The 2009-10 winter has been one of the best with adequate rainfall and low temperatures which have stood the rabi wheat crop in great stead, Dr Gupta told Business Line.
Given this context, it is not outlandish to expect a bumper crop this year, but with a caveat. And this has reference to only the uptrend in temperature during the most vulnerable period, as emerges now, when the crop is reaching maturity.
The situation is made trickier by the fact that the harvest festival of ‘Holi' falls on March 1 this year, much earlier than usual. Normally, ‘Holi' falls in late March to coincide with the time around which harvesting operations begin.
But this time round, farmers would need to wait almost a month post-Holi for harvesting to begin. By then, the temperature regime would have made a decisive turn to inch up marking the turn from spring to summer, Dr Gupta said.
The maximum temperature is expected to start looking up as early as from this Friday February 26. A rise in maximum temperature is often mistaken to mean the advent of summer.
The transition to summer is complete only when the minimum temperatures too starts rising, which would be around March 1 this season, the day of Holi, Dr Gupta said. This would leave the crop to the mercy of the elements for at least a month.
The maximum temperature level over the plains of northwest India is currently in the range of 27-28 deg Celsius. The upper threshold limit is 30-35 deg Celsius beyond which the mercury would have a debilitating impact on the crop.
Only western disturbances, one of which is currently holding sway, can help moderate the climes in the north and northwest. But forecasts indicate no big system arriving into the northwest until March 1 to bring along cloudiness and rains. Some weak systems are expected to check in during this phase but their influence would be limited to within the hilly regions of the northwest – that is western Himalayas.

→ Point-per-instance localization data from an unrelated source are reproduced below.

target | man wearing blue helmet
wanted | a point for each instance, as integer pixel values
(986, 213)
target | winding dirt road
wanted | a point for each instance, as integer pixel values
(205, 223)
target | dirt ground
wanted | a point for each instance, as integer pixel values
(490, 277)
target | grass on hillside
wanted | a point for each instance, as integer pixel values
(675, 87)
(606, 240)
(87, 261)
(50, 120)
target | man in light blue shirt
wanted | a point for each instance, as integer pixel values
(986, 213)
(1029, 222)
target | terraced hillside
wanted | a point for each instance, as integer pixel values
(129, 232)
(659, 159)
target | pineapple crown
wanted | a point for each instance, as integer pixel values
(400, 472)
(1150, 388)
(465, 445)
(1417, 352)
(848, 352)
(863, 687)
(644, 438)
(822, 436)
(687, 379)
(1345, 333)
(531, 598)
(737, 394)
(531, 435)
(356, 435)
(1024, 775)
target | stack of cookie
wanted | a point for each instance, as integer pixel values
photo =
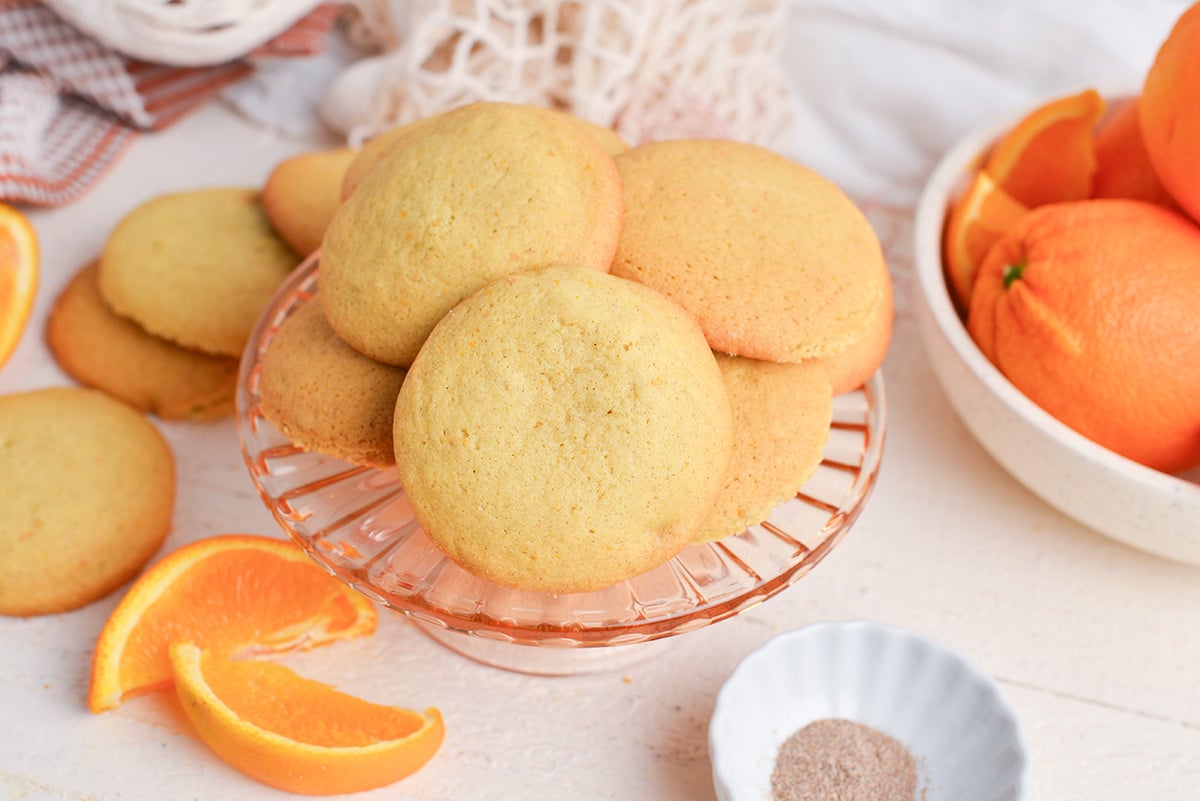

While a western disturbance is currently in the final stages of its activity over the western Himalayas, a fresh one is approaching and will start impacting the region from Wednesday, India Meteorological Department (IMD) said.
Minimum temperatures are above normal by 2-5 deg Celsius over parts of Madhya Pradesh, Rajasthan, Gujarat, Haryana, Punjab, north Karnataka and Andhra Pradesh.

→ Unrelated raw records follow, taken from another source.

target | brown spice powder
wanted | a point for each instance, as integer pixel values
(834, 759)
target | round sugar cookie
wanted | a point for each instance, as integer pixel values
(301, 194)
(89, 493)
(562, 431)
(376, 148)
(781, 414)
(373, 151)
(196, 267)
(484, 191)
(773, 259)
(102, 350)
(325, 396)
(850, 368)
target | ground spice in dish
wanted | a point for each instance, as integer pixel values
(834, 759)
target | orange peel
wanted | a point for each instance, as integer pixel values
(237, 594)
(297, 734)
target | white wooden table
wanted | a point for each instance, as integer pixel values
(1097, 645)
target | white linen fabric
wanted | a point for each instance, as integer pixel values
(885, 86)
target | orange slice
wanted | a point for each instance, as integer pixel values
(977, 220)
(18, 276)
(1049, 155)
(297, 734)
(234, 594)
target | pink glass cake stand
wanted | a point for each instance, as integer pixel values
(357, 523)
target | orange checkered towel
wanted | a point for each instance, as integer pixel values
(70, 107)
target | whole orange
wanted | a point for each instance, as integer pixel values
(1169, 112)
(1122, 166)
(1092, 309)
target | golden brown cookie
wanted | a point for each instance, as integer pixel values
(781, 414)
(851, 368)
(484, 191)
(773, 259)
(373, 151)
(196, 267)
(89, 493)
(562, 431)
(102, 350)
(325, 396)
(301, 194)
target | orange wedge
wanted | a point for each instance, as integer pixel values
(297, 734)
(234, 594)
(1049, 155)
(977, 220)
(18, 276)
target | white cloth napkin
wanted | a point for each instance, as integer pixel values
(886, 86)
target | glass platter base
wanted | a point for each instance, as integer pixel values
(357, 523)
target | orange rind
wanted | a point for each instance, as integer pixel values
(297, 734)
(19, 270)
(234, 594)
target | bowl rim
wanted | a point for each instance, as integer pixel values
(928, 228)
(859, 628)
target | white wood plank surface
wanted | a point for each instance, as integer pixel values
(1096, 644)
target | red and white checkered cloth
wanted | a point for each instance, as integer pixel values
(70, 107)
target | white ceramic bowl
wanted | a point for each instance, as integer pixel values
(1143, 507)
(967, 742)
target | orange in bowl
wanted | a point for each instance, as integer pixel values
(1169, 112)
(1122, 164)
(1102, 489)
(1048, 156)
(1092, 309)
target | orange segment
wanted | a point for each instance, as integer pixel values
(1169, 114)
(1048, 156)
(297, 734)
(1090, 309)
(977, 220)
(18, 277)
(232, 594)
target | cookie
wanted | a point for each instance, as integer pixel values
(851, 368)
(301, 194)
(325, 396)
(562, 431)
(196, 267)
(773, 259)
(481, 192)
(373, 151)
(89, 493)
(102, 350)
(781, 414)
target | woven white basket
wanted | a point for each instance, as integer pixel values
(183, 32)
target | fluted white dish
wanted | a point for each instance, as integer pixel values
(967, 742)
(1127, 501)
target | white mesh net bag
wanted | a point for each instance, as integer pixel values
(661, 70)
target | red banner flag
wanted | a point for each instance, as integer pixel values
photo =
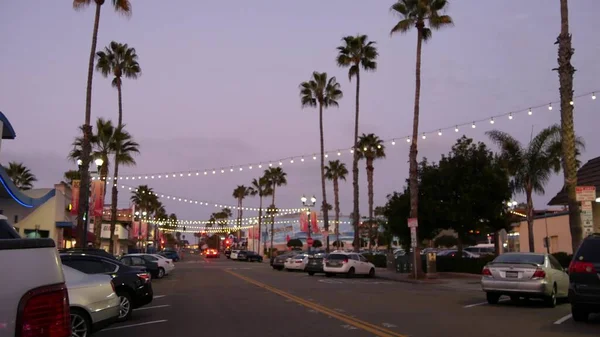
(75, 186)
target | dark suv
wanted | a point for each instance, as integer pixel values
(584, 279)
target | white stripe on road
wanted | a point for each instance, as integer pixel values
(564, 319)
(154, 307)
(134, 325)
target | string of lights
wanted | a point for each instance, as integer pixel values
(338, 153)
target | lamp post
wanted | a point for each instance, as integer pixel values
(308, 205)
(99, 162)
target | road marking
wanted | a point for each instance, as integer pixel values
(357, 323)
(154, 307)
(134, 325)
(564, 319)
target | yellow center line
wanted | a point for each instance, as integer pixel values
(372, 328)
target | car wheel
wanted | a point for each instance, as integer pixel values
(80, 323)
(125, 306)
(492, 298)
(579, 315)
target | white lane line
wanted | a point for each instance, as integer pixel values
(153, 307)
(564, 319)
(134, 325)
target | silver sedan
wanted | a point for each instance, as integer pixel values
(528, 275)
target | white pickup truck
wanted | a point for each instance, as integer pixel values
(33, 296)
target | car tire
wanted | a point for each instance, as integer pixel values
(125, 306)
(81, 325)
(492, 298)
(579, 314)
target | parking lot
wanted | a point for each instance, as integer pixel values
(248, 299)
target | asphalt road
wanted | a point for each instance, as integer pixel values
(227, 298)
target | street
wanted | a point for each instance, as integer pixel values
(219, 297)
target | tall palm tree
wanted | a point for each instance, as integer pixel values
(276, 178)
(415, 13)
(122, 7)
(324, 93)
(124, 148)
(370, 148)
(357, 53)
(565, 76)
(530, 166)
(262, 188)
(336, 171)
(20, 175)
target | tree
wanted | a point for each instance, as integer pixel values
(324, 93)
(530, 167)
(335, 172)
(20, 175)
(122, 7)
(370, 147)
(276, 177)
(414, 13)
(356, 52)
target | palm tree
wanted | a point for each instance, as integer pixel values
(565, 76)
(122, 7)
(370, 147)
(355, 53)
(20, 175)
(324, 93)
(336, 171)
(531, 166)
(262, 188)
(124, 148)
(276, 178)
(415, 13)
(120, 61)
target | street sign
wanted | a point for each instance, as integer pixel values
(585, 193)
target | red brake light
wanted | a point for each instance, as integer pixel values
(44, 312)
(581, 267)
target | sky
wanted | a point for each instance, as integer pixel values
(220, 80)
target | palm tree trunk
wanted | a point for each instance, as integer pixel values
(324, 207)
(530, 220)
(86, 147)
(356, 217)
(565, 77)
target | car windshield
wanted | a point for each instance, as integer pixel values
(520, 259)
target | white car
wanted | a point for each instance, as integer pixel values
(296, 262)
(92, 301)
(347, 263)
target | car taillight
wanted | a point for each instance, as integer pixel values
(581, 267)
(44, 312)
(539, 274)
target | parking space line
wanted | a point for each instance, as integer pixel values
(564, 319)
(134, 325)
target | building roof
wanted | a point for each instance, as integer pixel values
(588, 175)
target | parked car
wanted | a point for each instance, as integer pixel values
(315, 264)
(133, 285)
(584, 279)
(93, 302)
(246, 255)
(528, 275)
(147, 261)
(349, 264)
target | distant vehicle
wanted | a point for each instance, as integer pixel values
(33, 298)
(528, 275)
(584, 279)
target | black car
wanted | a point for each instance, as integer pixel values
(150, 263)
(133, 285)
(315, 264)
(584, 279)
(250, 256)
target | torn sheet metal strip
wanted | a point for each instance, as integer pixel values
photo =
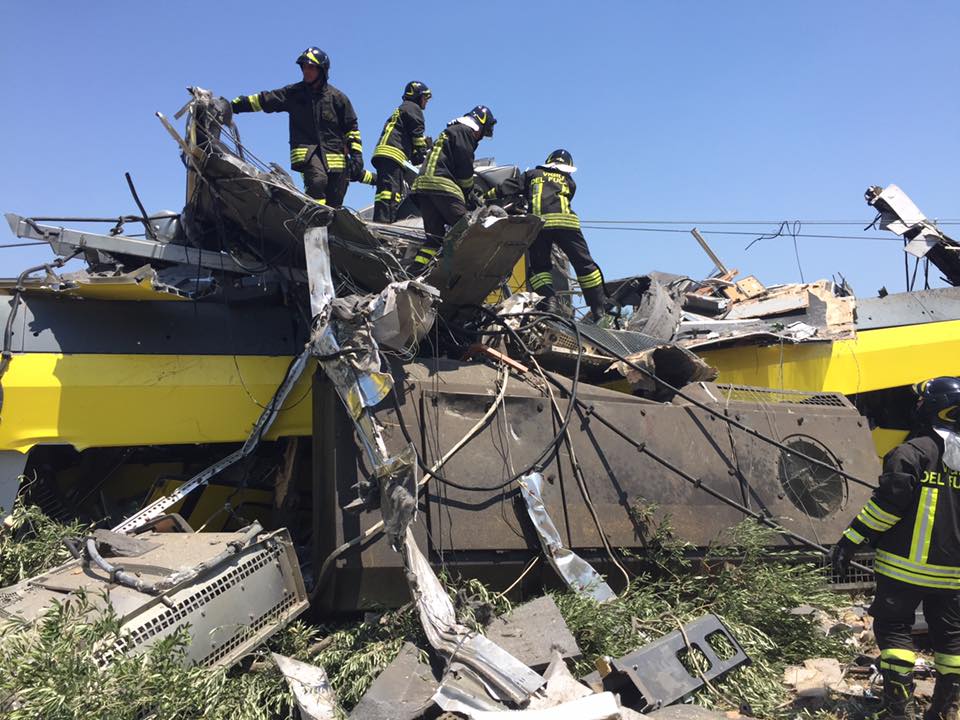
(576, 572)
(513, 680)
(346, 345)
(311, 688)
(161, 505)
(602, 706)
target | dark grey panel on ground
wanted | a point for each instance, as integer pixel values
(686, 712)
(532, 631)
(403, 691)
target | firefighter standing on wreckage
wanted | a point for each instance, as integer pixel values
(913, 520)
(443, 188)
(324, 136)
(402, 141)
(548, 189)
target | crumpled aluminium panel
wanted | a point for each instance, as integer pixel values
(576, 572)
(310, 687)
(508, 677)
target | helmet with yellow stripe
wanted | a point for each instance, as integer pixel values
(416, 90)
(484, 118)
(315, 56)
(938, 401)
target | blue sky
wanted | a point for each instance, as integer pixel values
(685, 111)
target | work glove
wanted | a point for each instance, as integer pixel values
(355, 165)
(841, 556)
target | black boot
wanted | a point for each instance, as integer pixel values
(596, 299)
(946, 699)
(897, 696)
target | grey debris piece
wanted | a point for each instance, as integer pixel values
(403, 691)
(533, 633)
(561, 686)
(686, 712)
(576, 572)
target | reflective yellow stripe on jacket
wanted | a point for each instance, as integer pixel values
(563, 220)
(429, 181)
(941, 577)
(384, 148)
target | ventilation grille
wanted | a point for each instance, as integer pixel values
(742, 393)
(174, 616)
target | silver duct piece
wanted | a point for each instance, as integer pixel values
(310, 687)
(575, 571)
(510, 678)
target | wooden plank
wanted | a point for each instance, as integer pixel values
(751, 287)
(709, 287)
(782, 302)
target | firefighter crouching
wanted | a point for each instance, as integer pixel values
(913, 521)
(548, 189)
(324, 136)
(401, 141)
(442, 189)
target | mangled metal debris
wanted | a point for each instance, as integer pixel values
(923, 239)
(578, 574)
(504, 674)
(232, 590)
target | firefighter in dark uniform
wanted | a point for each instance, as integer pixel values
(913, 521)
(324, 135)
(401, 141)
(443, 187)
(548, 189)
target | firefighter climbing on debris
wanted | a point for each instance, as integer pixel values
(402, 141)
(548, 189)
(443, 187)
(324, 136)
(913, 520)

Maximum temperatures too are above normal over south Maharashtra, Andhra Pradesh, Orissa, Madhya Pradesh, Chhattisgarh, Gujarat, Rajasthan, Haryana, Himachal Pradesh, Jammu and Kashmir and the north eastern States.

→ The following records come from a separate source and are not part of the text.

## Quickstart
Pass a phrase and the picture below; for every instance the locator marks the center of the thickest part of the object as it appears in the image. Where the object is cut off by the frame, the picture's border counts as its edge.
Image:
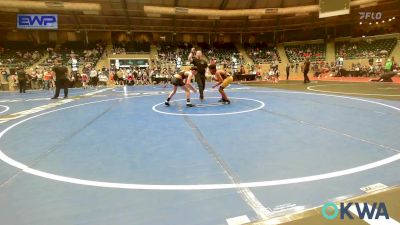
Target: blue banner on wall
(37, 21)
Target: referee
(201, 73)
(61, 74)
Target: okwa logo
(363, 210)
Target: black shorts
(177, 81)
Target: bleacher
(367, 48)
(85, 54)
(21, 53)
(221, 52)
(133, 46)
(316, 52)
(262, 53)
(168, 52)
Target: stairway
(284, 59)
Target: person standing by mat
(306, 70)
(201, 73)
(22, 79)
(287, 71)
(183, 79)
(223, 80)
(61, 74)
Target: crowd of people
(298, 53)
(170, 59)
(367, 48)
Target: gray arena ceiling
(129, 15)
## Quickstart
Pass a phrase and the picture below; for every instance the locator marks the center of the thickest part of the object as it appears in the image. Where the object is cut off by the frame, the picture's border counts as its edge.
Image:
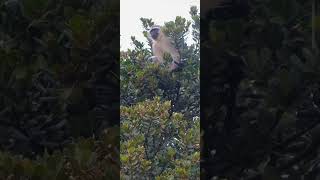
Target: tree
(160, 110)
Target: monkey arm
(157, 51)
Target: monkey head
(155, 32)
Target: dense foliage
(160, 124)
(260, 92)
(59, 81)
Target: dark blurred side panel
(260, 89)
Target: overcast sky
(159, 10)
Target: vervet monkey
(161, 44)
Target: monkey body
(161, 44)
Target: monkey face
(154, 33)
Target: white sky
(159, 10)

Isolated rain or snow has been forecast over Jammu and Kashmir during next two days and may increase thereafter. Isolated to scattered rain or snow is also likely over Himachal Pradesh from Thursday and over Uttarakhand from Friday.
Isolated light rain or thundershowers is likely over Haryana and west Uttar Pradesh during the next 24 hours. Isolated to scattered rain or thundershowers would occur over the north eastern States also.